Of Ginsburg's nomination to the Supreme Court, Totenberg writes, "I had no role to play except as a reporter. It would be inappropriate to celebrate the moment with her or advise her in any way."
Adds Totenberg in the interview, "Ruth and I both had our professional lines that we never crossed. We didn't have to divorce ourselves from one another to do our jobs."
Sharing details with a trusted girlfriend
After 15 years of marriage to her first husband, Sen. Floyd Haskell, Totenberg became a widow. Only 54 at the time, Totenberg writes, "I knew I did not want to be alone for the rest of my life. But wanting and having were two very different things."
Totenberg met Dr. David Reines at a concert in Boston. He was recently widowed, too. When the two started dating, Totenberg told Ginsburg that she had met someone. Totenberg writes, "She (Ruth) looked at me very intently and said, 'Details. I want details.'"
In 2000, Reines and Totenberg got married. Ginsburg presided over the wedding. Totenberg writes, "A little-known fact about Ruth is how much she loved to perform weddings."
Of that day, Totenberg writes, "I can honestly say I was never at a more joyous wedding.
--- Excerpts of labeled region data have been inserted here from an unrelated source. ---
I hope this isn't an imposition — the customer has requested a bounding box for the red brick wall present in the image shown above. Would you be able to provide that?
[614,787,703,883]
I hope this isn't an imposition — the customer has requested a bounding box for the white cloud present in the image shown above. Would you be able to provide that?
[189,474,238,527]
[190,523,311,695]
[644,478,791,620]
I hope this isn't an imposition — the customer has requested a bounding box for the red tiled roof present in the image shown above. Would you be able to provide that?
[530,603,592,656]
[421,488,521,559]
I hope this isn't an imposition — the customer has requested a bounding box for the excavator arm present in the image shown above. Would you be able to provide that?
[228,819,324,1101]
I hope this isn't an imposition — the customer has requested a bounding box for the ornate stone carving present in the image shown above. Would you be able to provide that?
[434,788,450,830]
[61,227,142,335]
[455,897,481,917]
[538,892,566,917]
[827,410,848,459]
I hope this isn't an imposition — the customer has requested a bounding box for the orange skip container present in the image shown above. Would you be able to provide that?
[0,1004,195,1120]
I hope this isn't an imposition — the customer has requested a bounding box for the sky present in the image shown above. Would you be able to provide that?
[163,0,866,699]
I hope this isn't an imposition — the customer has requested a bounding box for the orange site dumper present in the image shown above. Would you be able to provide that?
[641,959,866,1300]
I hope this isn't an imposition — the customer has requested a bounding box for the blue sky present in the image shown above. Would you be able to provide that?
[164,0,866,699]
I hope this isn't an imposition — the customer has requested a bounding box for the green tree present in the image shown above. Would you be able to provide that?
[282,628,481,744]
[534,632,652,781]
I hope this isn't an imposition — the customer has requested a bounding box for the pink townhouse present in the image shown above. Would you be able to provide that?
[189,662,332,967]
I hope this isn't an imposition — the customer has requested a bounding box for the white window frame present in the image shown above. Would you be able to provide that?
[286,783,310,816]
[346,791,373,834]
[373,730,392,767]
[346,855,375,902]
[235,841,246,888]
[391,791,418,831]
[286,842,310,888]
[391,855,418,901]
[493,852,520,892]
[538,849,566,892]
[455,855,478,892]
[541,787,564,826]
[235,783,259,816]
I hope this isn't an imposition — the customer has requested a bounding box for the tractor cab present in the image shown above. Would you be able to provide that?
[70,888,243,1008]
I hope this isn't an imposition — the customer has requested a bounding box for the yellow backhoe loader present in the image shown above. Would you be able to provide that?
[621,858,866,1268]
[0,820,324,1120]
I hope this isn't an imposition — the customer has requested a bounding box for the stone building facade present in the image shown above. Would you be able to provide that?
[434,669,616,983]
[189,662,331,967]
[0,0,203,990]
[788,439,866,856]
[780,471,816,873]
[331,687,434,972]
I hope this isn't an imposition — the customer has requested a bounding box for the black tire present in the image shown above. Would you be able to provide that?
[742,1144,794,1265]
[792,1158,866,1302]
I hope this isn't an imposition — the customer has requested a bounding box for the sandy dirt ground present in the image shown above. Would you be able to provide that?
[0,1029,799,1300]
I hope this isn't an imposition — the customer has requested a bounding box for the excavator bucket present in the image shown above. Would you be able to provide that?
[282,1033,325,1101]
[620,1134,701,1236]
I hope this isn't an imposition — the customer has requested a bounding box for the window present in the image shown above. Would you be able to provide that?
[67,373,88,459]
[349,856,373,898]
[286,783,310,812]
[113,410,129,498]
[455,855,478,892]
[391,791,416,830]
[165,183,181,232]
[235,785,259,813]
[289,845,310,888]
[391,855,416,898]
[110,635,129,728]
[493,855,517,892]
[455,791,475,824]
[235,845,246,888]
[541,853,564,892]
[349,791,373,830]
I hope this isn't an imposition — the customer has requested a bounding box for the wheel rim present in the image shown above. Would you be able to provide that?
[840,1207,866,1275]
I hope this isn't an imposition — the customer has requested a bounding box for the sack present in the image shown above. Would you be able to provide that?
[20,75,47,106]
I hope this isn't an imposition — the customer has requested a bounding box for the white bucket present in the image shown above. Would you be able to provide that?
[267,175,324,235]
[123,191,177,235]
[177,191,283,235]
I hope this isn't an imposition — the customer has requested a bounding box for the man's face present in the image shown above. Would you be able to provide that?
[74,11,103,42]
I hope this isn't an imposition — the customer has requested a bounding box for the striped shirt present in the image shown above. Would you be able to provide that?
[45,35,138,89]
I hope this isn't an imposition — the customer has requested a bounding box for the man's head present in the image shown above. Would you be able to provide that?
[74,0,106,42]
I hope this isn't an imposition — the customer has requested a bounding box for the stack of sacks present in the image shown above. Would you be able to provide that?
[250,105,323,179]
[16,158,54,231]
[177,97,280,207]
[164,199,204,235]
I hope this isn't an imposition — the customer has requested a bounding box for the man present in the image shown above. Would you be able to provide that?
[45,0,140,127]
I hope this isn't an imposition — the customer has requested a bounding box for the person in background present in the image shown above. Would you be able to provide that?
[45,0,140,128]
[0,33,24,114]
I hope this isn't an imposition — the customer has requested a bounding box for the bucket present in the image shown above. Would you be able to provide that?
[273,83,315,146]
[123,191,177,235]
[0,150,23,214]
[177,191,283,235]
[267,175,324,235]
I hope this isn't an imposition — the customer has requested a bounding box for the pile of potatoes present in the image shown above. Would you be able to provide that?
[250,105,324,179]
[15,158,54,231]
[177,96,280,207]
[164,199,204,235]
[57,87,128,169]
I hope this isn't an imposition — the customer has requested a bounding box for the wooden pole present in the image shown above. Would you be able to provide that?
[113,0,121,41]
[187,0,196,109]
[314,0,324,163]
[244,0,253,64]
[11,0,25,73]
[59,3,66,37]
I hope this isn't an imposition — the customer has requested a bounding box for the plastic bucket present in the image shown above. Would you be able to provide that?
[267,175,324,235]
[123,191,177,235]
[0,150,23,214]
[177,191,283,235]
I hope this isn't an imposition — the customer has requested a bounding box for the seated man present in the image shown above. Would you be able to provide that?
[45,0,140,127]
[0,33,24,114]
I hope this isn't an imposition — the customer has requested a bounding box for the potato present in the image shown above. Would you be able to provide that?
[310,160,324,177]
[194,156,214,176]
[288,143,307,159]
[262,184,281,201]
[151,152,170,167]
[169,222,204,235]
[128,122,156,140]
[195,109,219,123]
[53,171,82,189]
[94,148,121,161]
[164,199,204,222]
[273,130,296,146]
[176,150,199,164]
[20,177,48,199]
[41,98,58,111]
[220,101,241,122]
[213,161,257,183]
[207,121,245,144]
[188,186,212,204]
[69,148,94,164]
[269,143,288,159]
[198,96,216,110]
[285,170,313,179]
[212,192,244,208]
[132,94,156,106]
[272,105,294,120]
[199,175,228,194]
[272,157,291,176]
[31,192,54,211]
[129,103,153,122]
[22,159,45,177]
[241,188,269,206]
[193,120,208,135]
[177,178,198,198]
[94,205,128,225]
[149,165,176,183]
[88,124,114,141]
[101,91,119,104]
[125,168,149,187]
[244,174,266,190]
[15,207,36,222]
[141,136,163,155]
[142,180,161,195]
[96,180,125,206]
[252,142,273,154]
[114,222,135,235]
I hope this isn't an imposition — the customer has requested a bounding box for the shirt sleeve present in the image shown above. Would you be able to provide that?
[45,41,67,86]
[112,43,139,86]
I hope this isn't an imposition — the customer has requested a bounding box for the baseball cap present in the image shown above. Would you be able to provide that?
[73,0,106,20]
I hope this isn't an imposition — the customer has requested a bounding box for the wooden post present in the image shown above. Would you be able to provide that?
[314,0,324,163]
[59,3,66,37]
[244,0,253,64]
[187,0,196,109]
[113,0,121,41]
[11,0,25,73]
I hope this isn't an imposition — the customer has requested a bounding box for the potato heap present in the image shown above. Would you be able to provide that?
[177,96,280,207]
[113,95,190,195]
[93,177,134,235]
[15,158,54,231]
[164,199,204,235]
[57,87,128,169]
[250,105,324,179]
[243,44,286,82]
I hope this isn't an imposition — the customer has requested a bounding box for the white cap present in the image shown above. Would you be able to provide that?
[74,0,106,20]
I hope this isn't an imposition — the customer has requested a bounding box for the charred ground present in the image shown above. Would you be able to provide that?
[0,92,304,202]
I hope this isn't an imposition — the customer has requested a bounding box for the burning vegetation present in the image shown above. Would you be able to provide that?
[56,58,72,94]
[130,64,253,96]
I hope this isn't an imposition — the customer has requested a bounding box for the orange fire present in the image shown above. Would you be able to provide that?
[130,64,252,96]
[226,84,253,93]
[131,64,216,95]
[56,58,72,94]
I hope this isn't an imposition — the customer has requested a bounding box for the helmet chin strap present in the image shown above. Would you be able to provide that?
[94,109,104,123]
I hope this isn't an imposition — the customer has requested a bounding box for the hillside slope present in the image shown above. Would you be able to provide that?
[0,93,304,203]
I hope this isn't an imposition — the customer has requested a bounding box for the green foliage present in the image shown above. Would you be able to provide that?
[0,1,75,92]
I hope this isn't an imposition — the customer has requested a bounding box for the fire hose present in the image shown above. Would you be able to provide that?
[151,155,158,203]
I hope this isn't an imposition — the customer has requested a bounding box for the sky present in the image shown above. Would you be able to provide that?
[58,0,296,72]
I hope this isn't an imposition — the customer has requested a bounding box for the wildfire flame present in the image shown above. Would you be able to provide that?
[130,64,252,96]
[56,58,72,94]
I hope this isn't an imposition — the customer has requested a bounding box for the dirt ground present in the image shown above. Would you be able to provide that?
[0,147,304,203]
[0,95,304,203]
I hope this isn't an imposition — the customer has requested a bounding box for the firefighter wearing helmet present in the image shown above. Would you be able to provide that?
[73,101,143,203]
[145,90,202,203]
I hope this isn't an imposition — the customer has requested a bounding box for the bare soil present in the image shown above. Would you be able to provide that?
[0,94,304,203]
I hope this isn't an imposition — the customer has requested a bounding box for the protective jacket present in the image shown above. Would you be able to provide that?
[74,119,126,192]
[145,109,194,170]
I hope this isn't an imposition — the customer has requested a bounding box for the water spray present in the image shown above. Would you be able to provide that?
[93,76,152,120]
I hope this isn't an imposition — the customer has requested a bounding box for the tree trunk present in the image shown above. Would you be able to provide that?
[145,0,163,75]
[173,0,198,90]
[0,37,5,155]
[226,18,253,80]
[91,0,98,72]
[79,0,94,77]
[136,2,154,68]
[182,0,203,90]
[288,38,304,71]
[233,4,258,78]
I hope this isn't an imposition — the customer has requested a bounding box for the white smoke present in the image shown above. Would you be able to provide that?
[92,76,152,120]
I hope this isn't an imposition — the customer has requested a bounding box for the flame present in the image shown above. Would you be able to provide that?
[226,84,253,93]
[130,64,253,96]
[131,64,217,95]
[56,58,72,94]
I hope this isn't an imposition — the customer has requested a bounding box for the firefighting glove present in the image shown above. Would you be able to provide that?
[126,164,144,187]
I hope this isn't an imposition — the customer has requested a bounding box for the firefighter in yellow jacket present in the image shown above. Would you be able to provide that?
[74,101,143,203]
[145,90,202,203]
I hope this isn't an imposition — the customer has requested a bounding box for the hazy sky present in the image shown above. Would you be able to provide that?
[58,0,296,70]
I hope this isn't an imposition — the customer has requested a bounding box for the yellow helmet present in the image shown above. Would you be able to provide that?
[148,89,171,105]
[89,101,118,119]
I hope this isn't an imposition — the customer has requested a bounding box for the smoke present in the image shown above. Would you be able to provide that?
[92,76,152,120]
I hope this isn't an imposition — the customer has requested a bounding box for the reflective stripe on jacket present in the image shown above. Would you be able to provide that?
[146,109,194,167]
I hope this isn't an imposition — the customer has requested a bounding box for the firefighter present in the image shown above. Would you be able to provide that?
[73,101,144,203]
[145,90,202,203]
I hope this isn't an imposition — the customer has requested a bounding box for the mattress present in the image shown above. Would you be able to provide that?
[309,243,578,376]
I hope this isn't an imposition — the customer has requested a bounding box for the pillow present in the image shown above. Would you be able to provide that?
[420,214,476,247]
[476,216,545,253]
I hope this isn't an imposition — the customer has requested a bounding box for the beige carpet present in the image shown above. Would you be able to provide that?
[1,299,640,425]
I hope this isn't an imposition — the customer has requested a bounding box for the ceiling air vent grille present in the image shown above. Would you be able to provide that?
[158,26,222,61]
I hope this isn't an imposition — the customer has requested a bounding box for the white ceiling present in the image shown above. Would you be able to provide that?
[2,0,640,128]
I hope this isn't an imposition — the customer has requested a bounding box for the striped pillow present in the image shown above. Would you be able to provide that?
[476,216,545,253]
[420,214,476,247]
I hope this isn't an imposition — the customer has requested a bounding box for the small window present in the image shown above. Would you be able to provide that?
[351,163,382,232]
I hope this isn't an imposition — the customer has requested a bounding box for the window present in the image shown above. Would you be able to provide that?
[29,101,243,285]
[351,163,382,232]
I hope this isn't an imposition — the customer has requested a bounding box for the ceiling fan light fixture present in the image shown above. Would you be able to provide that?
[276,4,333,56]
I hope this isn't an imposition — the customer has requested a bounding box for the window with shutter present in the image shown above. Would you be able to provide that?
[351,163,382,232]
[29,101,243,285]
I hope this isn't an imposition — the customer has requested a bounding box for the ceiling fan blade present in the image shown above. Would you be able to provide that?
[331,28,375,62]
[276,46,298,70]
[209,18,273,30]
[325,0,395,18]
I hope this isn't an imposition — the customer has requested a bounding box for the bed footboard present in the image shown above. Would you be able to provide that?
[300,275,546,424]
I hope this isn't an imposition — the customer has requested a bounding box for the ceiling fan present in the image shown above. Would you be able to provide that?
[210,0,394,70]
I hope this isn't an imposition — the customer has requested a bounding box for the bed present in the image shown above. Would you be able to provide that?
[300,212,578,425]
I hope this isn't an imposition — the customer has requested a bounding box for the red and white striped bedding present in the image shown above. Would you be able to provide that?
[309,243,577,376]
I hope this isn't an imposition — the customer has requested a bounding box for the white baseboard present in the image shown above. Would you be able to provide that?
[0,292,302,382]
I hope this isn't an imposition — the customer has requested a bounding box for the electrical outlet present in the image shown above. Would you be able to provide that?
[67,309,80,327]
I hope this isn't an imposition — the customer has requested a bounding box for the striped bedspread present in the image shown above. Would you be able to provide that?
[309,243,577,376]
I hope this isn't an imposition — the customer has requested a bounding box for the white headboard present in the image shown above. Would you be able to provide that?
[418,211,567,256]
It was particularly joyous because we had both survived such difficult, long losses, and then we had somehow found each other."
Advice for the next generation
In "Dinners With Ruth," Totenberg writes that when Ginsburg sat at their dinner table, she never raised her voice, yet she turned out to have one of the strongest voices in the room.
Totenberg says now, "My best advice is to pick your battles. Ask yourself, 'Is this a hill you want to die on?' If it's a good fight to have, then fight it. If not, move on."
As for how she thinks Ginsburg would feel about the overturning of Roe v. Wade, Totenberg prefers not to speak for her late friend. Instead, she says, "Regardless of my personal opinion, I believe the decision deserves to be treated with analytical respect."
She continues, "Many younger reporters think our job as journalists is to 'mold' people's opinions. But really, our role is to give people the facts and a diversity of opinions so that the public can figure it out for themselves."
Not retiring yet
Over the years, the media landscape that Totenberg first encountered has seen great change.
"When I started at NPR, it was mainly radio. Today, with all the different platforms, I have to write several different versions of a story, so it's very labor-intensive and news moves quickly. So I have to cover just one beat and don't get to report on as wide a range of stories," she says.
Retirement isn't in the near future for Totenberg. She explains, "Maybe I'll ask for more vacation time, but I have no desire to slow down. I love what I do. I love reporting."